Такие примеры можно было бы множить вновь и вновь, удивляясь широте кругозора интересов этого необыкновенного человека. Если же говорить о различных областях знаний, связанных с исследованиями космического пространства (а много ли их, несвязанных?), то удивление не может не перерасти в восхищение.
Вспоминается мне один разговор с космонавтом Константином Петровичем Феоктистовым. В нём коснулись мы Циолковского, и Феоктистов сказал:
– Разумеется, нельзя сказать, что учёные вот сейчас претворяют в жизнь технические идеи Циолковского. Это вульгарно. Всей сложности полёта в космос Циолковский представить себе не мог. Но меня поражает, как он смог серьёзно говорить и думать обо всём этом совершенно на «пустом месте», с поразительной точностью определяя некоторые детали…
Слов этих я тогда не записал и передаю по памяти только их смысл, но смысл я запомнил хорошо и, читая Циолковского, многократно и с радостью находил подтверждение мысли Феоктистова. В равной мере можно говорить здесь и о научно-технических, и о фантастических книжках Константина Эдуардовича. В фантастике Циолковский так же безупречно точен, как и в технических статьях. Для него фантастика – лишь иная, более доступная для неподготовленного читателя форма пропаганды своих идей. Не уход, не отдых от истины, а лишь переодевание её в более яркую одежду. (Этим путём независимо шли и идут многие фантасты-учёные, вспомните хотя бы нашего Владимира Афанасьевича Обручева.)

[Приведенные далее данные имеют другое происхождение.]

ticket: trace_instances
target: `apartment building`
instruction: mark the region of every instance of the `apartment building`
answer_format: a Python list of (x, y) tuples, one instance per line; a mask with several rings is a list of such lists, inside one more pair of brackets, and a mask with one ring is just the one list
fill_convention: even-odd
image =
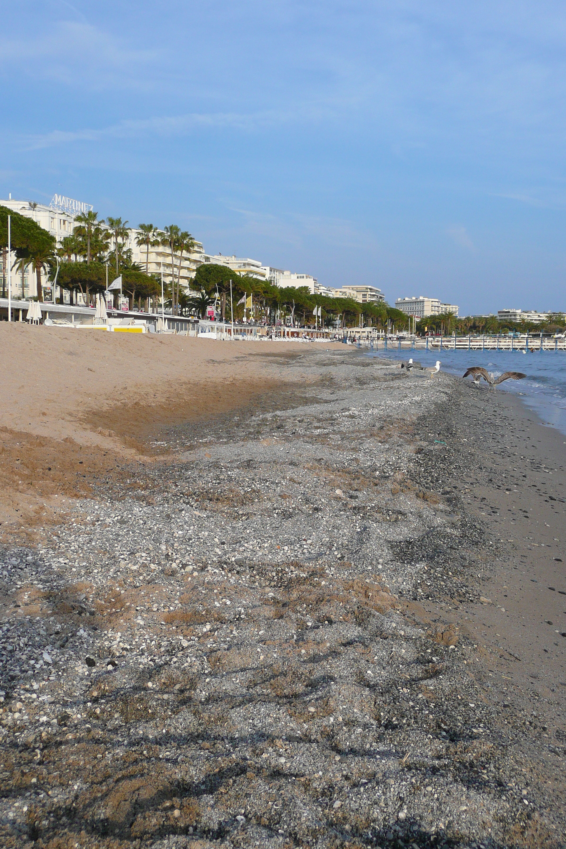
[(412, 298), (397, 298), (395, 309), (401, 310), (406, 315), (415, 318), (424, 318), (426, 316), (443, 315), (451, 312), (457, 316), (458, 307), (455, 304), (445, 304), (438, 298), (425, 298), (423, 295)]
[(539, 323), (547, 321), (550, 312), (537, 312), (536, 310), (497, 310), (500, 321), (532, 321)]
[(240, 277), (255, 277), (258, 280), (269, 282), (270, 269), (263, 266), (259, 260), (252, 260), (248, 256), (235, 256), (233, 254), (232, 256), (225, 256), (223, 254), (214, 256), (203, 254), (201, 261), (226, 266)]
[(377, 286), (341, 286), (334, 290), (336, 298), (352, 298), (360, 304), (381, 303), (385, 295)]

Помню самую первую «космическую пресс-конференцию» в Доме учёных на Кропоткинской в апреле 1961 года. Юрию Гагарину задали вопрос:
– Отличались ли истинные условия вашего полёта от тех условий, которые вы представляли себе до полёта?
Гагарин ответил:
– В книге Циолковского очень хорошо описаны факторы космического полёта, и те факторы, с которыми я встретился, почти не отличались от его описания.
Звёздной дорогой Юрия Гагарина мысленно уже прошёл учитель из крохотного городка Боровска, окончив 12 апреля (ровно за 78 лет до полёта Гагарина!) свой космический дневник «Свободное пространство». Через четыре месяца после этой пресс-конференции «отчитывался» (теперь уже в большом зале МГУ – учли журналистский и телевизионный размах) Герман Титов. Он увлечённо рассказывал об аэродинамическом нагреве «Востока-2» при входе в плотные слои атмосферы. И вот нахожу: Циолковский предвидел опасности, связанные с нагревом, изучал полет метеоритов, подсчитал температуру в пограничном слое.